According to Michael Baughn, Harvey Brown’s Frontier Press
published twenty-five titles between 1965 and 1972. Six or seven or them,
depending how you count, were by Ed Dorn. I don’t know the full story behind Rites of Passage (1965) and the
re-titled, slightly modified second edition, By the Sound, but I do know that Rites of Passage was the first book published by Brown, and Dorn’s
first (and final) novel. In In the
Branches of the Upper-World: Selections from the journals of Harvey Brown with
a checklist of the publications of Frontier Press, Ron Caplan, the book’s
designer, notes “The cover—an odd green, like a slash of light downward—that’s
not mine.... They tore off the ‘old’ ones and pasted the new ones on. Of
course, the rest of the book was as I designed it.” I don’t have a copy of Rites of Passage to compare to By the Sound, but the latter is printed
on an unusual paper, one with a waxy texture or finish. I purchased this copy
at a used bookstore when I lived in Buffalo, and Thom Donovan and I selected a
passage from it to use as something of a floating epigraph in our collaborative
poem, Mantle, in 2005: “In the
shadows of the streetlights the vast drooping and ascending boughs of the great
western cedar, the black asymmetrical hemlock. The heavy misty rain lay on them
like a mantle.”
Only this afternoon, when I pulled the book off the shelf,
did I take a close look at this bizarre note scribbled on the last page of the
book by the previous owner in ballpoint pen. Is it a Dorn dream?

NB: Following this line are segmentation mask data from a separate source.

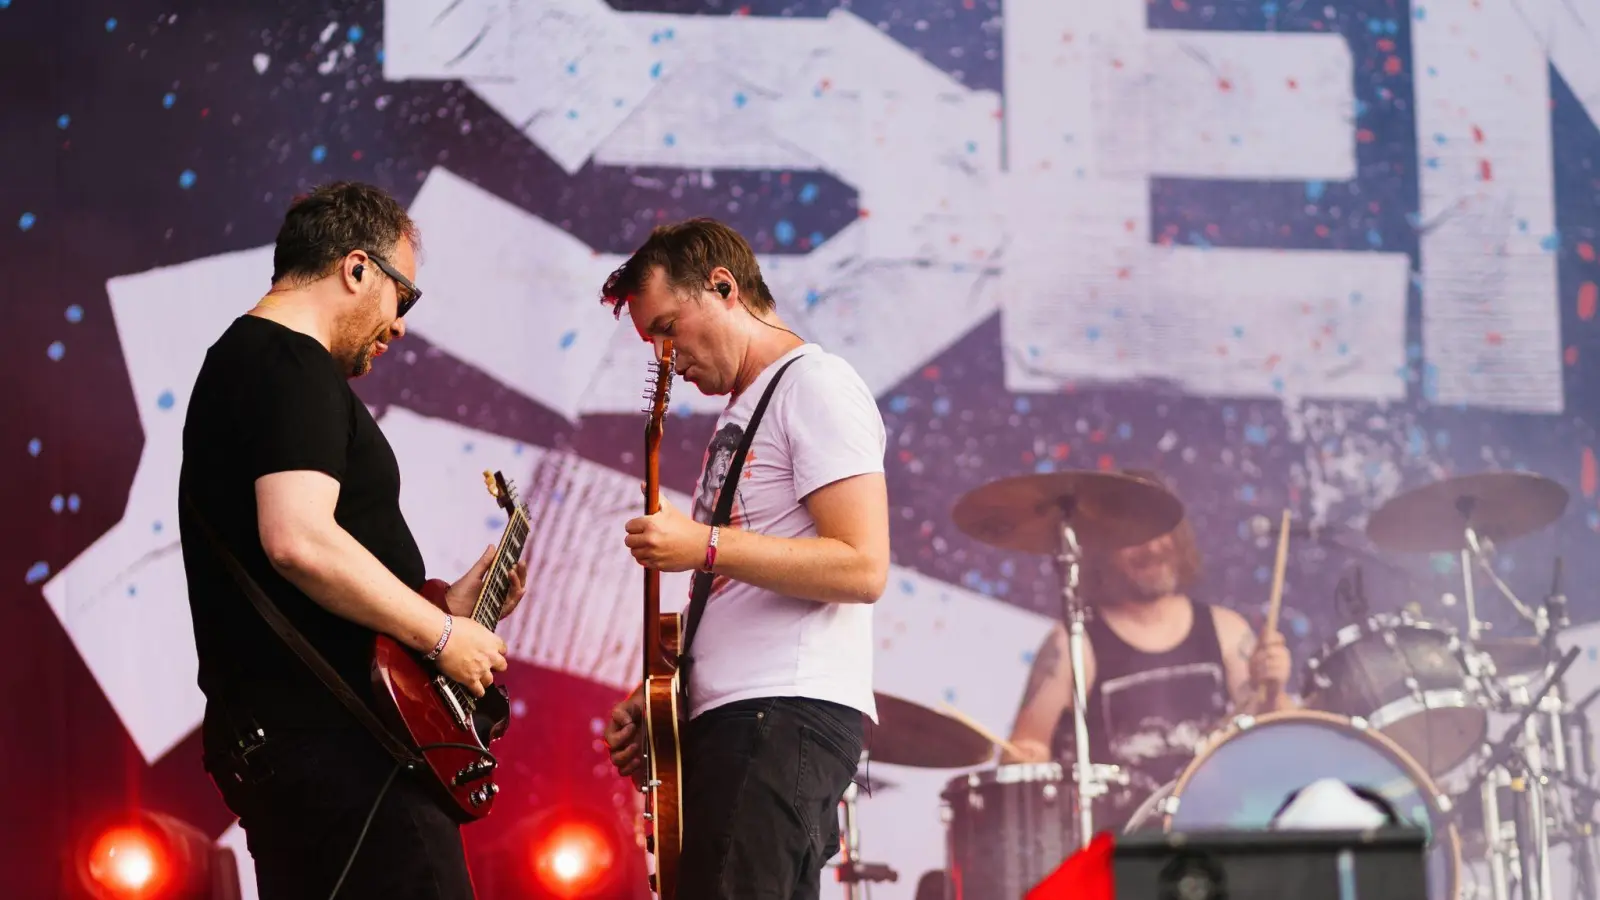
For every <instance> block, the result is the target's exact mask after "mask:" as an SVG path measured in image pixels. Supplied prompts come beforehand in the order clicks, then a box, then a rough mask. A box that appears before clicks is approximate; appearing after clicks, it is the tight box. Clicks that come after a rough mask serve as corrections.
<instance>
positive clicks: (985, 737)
mask: <svg viewBox="0 0 1600 900" xmlns="http://www.w3.org/2000/svg"><path fill="white" fill-rule="evenodd" d="M939 706H941V708H942V709H944V713H946V714H947V716H949V717H952V719H955V721H957V722H960V724H963V725H966V727H968V729H973V730H974V732H978V733H979V735H982V738H984V740H986V741H989V743H992V745H995V746H998V748H1000V749H1003V751H1006V753H1010V754H1011V756H1014V757H1018V759H1021V757H1022V751H1021V749H1018V748H1016V745H1014V743H1011V741H1008V740H1005V738H1003V737H1000V735H997V733H994V732H990V730H989V729H986V727H982V725H981V724H979V722H978V721H976V719H973V717H970V716H966V713H962V711H960V709H957V708H955V706H950V705H949V703H939Z"/></svg>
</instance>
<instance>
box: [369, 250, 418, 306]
mask: <svg viewBox="0 0 1600 900" xmlns="http://www.w3.org/2000/svg"><path fill="white" fill-rule="evenodd" d="M366 258H368V259H371V261H373V264H374V266H378V267H379V269H382V272H384V274H386V275H389V277H390V279H394V282H395V285H397V287H398V288H400V290H398V291H397V295H398V296H397V301H398V304H397V307H395V319H405V314H406V312H411V307H413V306H416V301H419V299H422V288H419V287H416V285H414V283H411V279H408V277H405V275H402V274H400V272H397V271H395V267H394V266H390V264H389V261H387V259H384V258H382V256H378V255H374V253H366Z"/></svg>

Dinner party with my parents. Telephone
call from Ed, moody, asking if I can come to a party (to address it) for a
foreign studies program. The party is over a delicatessen (Daniel Thompson’s).
I say I’ll try to make it by eleven thinking it’s nine-thirty. This I say after
he says it’ll “be going until about one.” Just before I hang up I look at the
clock and it reads 10:30. After I hang up I look again and it reads 9:30. I
leave my parents go to party in rain. When I get there, the crowd (having
seated in the second deck up auditorium seats are there. I see Mrs. and Mr.
Jeremy Fleck Robinson and his wife getting into raincoats. Some inquiry is made
about sending chicken back—they don’t take long in shipping. My daughter hasn’t
arrived, however, (in boxes). Later I’m walking through foyer of new
building—it’s of glass. I see wood plack [sic]
with the name ‘Ran’ (pronounced Ron). I think the best names are behind this place.
I wish that I might be able to devote a building to the school with a penthouse
where I could live but I want it to be inaccessible to students. I will give
students asking from the roof. Would fire prevention require a fire escape.